Womit begründete das FA dies?  

Damit, dass die Voraussetzungen für den Vorsteuerabzug aus den Rechnungen der Firma B nicht erfüllt seien. Zu den Provisionsumsätzen führte die Einspruchsentscheidung nur aus, dass das FA im „Rahmen einer Betriebsprüfung (…) die Umsatzsteuerpflicht der Geschäftsvorfälle aus den … fest[stellte] und (…) die Umsätze mit Bescheid vom 31.3.2011 entsprechend [erhöhte]“. Außerdem ergehe „der Bescheid weiterhin vorläufig gem. § 165 AO bzgl. der im angefochtenen Bescheid aufgeführten Punkte“. 

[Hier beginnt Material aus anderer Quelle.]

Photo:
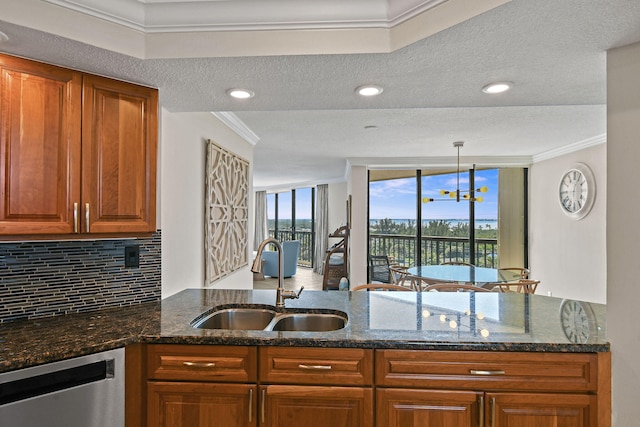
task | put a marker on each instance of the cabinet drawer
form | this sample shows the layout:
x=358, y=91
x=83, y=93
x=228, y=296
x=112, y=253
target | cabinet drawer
x=202, y=363
x=335, y=366
x=487, y=371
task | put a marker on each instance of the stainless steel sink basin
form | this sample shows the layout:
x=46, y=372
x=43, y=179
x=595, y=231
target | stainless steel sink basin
x=236, y=318
x=265, y=319
x=310, y=322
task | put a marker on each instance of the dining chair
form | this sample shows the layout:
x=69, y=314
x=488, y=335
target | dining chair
x=523, y=286
x=522, y=271
x=380, y=287
x=401, y=277
x=379, y=269
x=457, y=263
x=454, y=287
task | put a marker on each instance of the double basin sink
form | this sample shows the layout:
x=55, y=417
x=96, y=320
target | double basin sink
x=260, y=318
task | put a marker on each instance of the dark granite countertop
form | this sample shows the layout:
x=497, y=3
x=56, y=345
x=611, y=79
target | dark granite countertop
x=431, y=320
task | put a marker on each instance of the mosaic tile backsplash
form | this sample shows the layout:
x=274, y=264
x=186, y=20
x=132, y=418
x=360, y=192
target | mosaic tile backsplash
x=40, y=279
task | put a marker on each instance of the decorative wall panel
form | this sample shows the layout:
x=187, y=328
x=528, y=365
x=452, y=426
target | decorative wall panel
x=227, y=211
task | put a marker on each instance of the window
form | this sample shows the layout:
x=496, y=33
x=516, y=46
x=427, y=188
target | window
x=448, y=230
x=290, y=216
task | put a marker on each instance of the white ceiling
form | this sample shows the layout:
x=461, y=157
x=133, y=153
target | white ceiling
x=306, y=118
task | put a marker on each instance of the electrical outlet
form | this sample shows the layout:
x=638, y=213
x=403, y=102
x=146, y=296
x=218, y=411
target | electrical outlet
x=132, y=256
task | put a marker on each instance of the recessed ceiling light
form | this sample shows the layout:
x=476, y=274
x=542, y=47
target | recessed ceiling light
x=369, y=90
x=240, y=93
x=497, y=87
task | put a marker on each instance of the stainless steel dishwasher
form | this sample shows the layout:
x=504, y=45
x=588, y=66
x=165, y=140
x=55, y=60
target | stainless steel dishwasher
x=87, y=391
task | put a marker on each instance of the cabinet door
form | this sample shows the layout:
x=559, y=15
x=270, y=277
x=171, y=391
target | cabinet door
x=428, y=408
x=183, y=404
x=39, y=147
x=542, y=410
x=119, y=144
x=311, y=406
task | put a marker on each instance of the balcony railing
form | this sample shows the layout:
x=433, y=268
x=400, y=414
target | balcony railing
x=434, y=250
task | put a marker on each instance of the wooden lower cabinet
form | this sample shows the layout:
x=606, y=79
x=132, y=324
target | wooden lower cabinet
x=541, y=410
x=427, y=408
x=186, y=404
x=271, y=386
x=316, y=406
x=435, y=408
x=485, y=389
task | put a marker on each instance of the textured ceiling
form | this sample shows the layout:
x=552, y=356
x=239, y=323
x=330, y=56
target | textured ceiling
x=310, y=122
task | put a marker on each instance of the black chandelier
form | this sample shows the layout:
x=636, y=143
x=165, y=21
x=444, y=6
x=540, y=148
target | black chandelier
x=456, y=194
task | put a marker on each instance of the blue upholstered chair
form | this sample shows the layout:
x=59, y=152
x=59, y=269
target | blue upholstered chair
x=290, y=252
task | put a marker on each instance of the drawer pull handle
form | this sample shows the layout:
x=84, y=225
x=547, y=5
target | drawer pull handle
x=493, y=412
x=75, y=218
x=315, y=367
x=86, y=216
x=480, y=372
x=199, y=364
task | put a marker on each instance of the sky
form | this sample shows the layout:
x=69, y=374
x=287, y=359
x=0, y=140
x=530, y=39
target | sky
x=396, y=199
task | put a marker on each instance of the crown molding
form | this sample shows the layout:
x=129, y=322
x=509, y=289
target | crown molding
x=439, y=162
x=571, y=148
x=235, y=124
x=213, y=28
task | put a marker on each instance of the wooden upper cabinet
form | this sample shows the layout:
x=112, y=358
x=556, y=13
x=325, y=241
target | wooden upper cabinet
x=39, y=147
x=119, y=144
x=77, y=152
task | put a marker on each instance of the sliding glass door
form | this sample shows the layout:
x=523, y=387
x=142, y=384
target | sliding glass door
x=416, y=219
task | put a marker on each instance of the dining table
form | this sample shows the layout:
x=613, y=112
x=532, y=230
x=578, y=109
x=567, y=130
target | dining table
x=479, y=276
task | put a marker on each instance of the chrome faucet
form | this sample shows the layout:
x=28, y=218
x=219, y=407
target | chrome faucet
x=282, y=294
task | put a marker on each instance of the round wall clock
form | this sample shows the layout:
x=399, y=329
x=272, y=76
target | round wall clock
x=578, y=321
x=577, y=191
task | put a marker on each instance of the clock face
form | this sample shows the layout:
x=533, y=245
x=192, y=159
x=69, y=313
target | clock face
x=577, y=191
x=578, y=321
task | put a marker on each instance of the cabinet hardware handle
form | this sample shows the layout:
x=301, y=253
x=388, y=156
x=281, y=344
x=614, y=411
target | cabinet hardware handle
x=493, y=412
x=199, y=364
x=315, y=367
x=86, y=216
x=75, y=217
x=479, y=372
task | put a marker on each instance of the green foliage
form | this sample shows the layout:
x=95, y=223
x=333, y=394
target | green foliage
x=438, y=228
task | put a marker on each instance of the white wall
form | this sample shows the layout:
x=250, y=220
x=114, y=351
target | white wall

Leuchtete das dem Unternehmen ein? 

Nein, tat es nicht. Er erhob am 10.04.2013 Klage wegen der Ende März 2011 festgesetzten Umsatzsteuer für 2006. Er beantragte, den Bescheid in Gestalt der Einspruchsentscheidung vom März 2013 insoweit zu ändern, dass unter Berücksichtigung von zusätzlichen Vorsteuerbeträgen für bestimmte Arbeiten die Umsatzsteuer herabgesetzt werde. Hierauf verfügte das FA am 22.04.2013 erneut AdV der Umsatzsteuerfestsetzung in bestimmter Höhe mit Fälligkeiten im Mai 2011 an. Das Finanzgericht (FG) lud daraufhin zur mündlichen Verhandlung mit Zeugenvernehmung am 22.11.2017 wegen Umsatzsteuer 2006 und Umsatzsteuer 2008. Bei dieser Gelegenheit verständigte man sich auf folgendes: 

  • die in den Rechnungen ausgewiesenen Beträge bei der Einkommensteuerfestsetzung 2006 und beim Gewerbesteuermessbetrag 2006 als Betriebsausgaben sind abzugsfähig.  
  • Das FA ändert die betreffenden Steuerfestsetzungen für 2006 entsprechend.  

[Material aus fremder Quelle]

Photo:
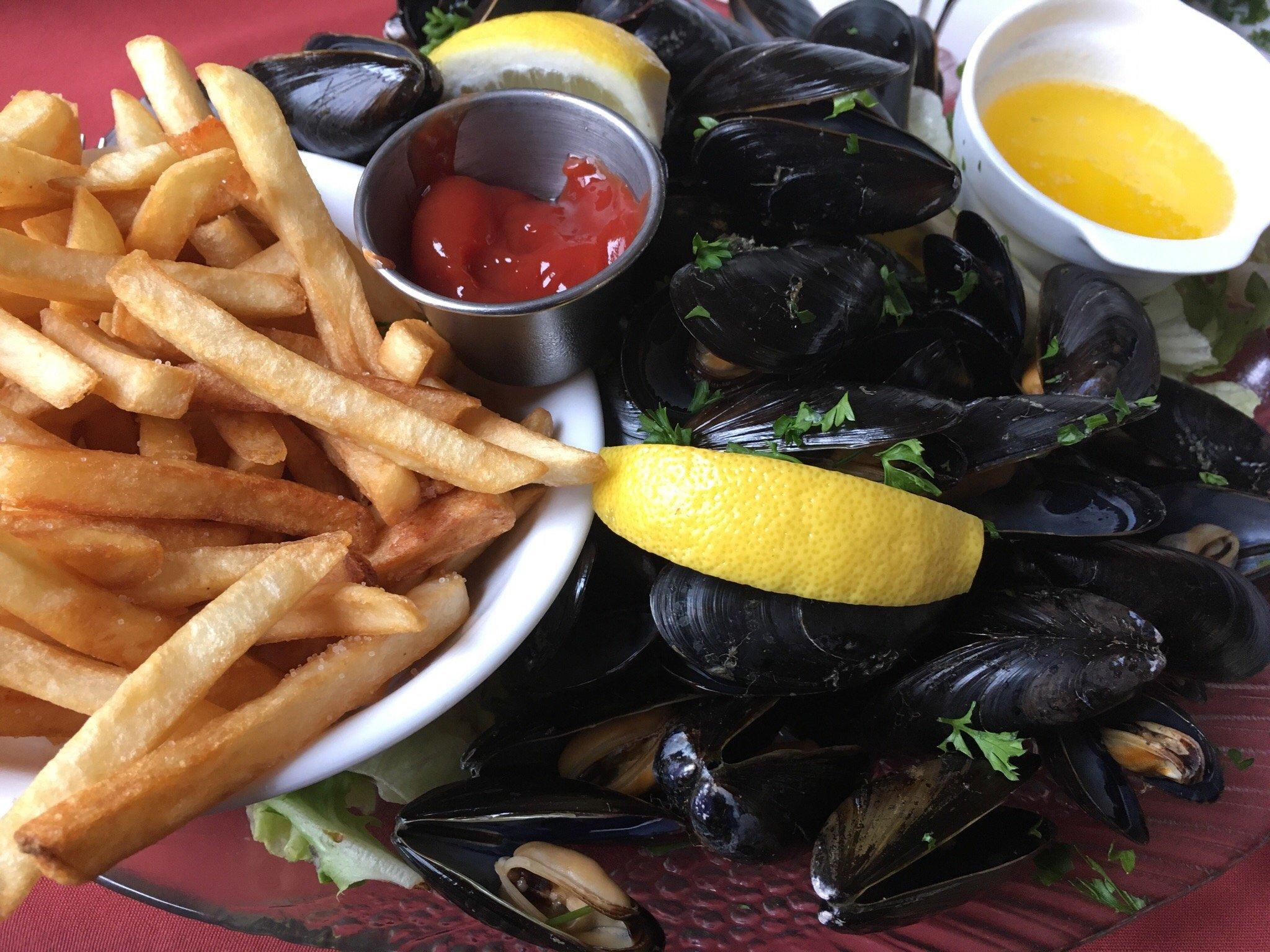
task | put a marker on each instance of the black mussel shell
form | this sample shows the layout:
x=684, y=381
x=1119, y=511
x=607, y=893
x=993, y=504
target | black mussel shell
x=1196, y=433
x=883, y=415
x=917, y=840
x=1082, y=767
x=773, y=644
x=1105, y=340
x=345, y=103
x=780, y=310
x=881, y=29
x=1028, y=659
x=997, y=431
x=453, y=837
x=1246, y=516
x=776, y=18
x=1068, y=500
x=803, y=177
x=1214, y=622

Hierauf erklärten die Beteiligten den Rechtsstreit wegen Einkommensteuer 2006 und Gewerbesteuermessbetrag 2006 sowie ihren Rechtsstreit wegen Umsatzsteuer 2006 und 2008 in der Hauptsache für erledigt. Die Kosten des Verfahrens wollte man gegeneinander aufheben. Dementsprechend beendete das FG das Klageverfahren durch den Erledigungs- und Kostenbeschluss noch in der mündlichen Verhandlung. 

Was wurde aus der AdV der Umsatzsteuerrückstände? 

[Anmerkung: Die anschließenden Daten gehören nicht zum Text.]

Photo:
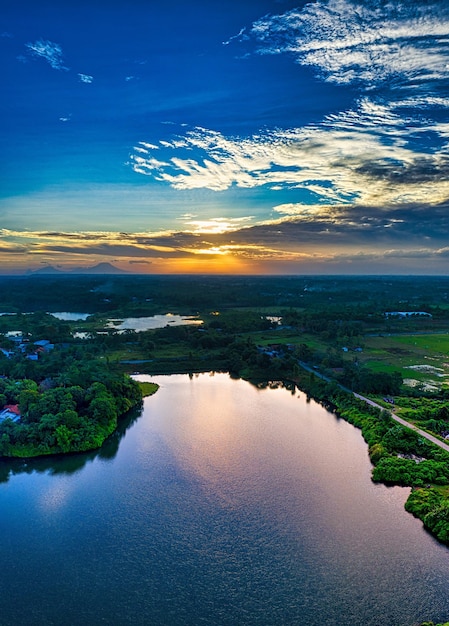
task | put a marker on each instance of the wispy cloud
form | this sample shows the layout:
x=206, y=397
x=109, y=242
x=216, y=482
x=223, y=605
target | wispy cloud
x=371, y=155
x=85, y=78
x=370, y=42
x=48, y=50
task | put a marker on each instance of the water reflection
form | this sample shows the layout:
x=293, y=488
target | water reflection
x=67, y=464
x=223, y=504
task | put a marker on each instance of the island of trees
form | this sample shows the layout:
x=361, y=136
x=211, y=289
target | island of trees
x=386, y=338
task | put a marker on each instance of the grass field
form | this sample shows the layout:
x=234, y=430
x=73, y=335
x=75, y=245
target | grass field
x=420, y=358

Das FA forderte sie bei dem Unternehmer ein. Daraufhin beantragte er erneut AdV der offenen Umsatzsteuerbeträge. Es habe sich bei der im finanzgerichtlichen Verfahren streitgegenständlichen Einspruchsentscheidung vom 11.03.2013 lediglich um eine Teil-Einspruchsentscheidung gehandelt, meinte er. Darin sei nur über den Vorsteuerabzug aus den Rechnungen der Firma B entschieden worden, nicht aber über die ebenfalls streitige Erhöhung der steuerpflichtigen Provisionserlöse. Das FA lehnte diesen Aussetzungsantrag ab, weil der Umsatzsteuerbescheid 2006 in Gestalt der Einspruchsentscheidung vom 11.03.2013 durch die Abgabe beiderseitiger Erledigungserklärungen im Klageverfahren bestandskräftig geworden sei. Den anschließend beim FG gestellten Antrag auf AdV lehnte dieses mit gleicher Begründung ab. 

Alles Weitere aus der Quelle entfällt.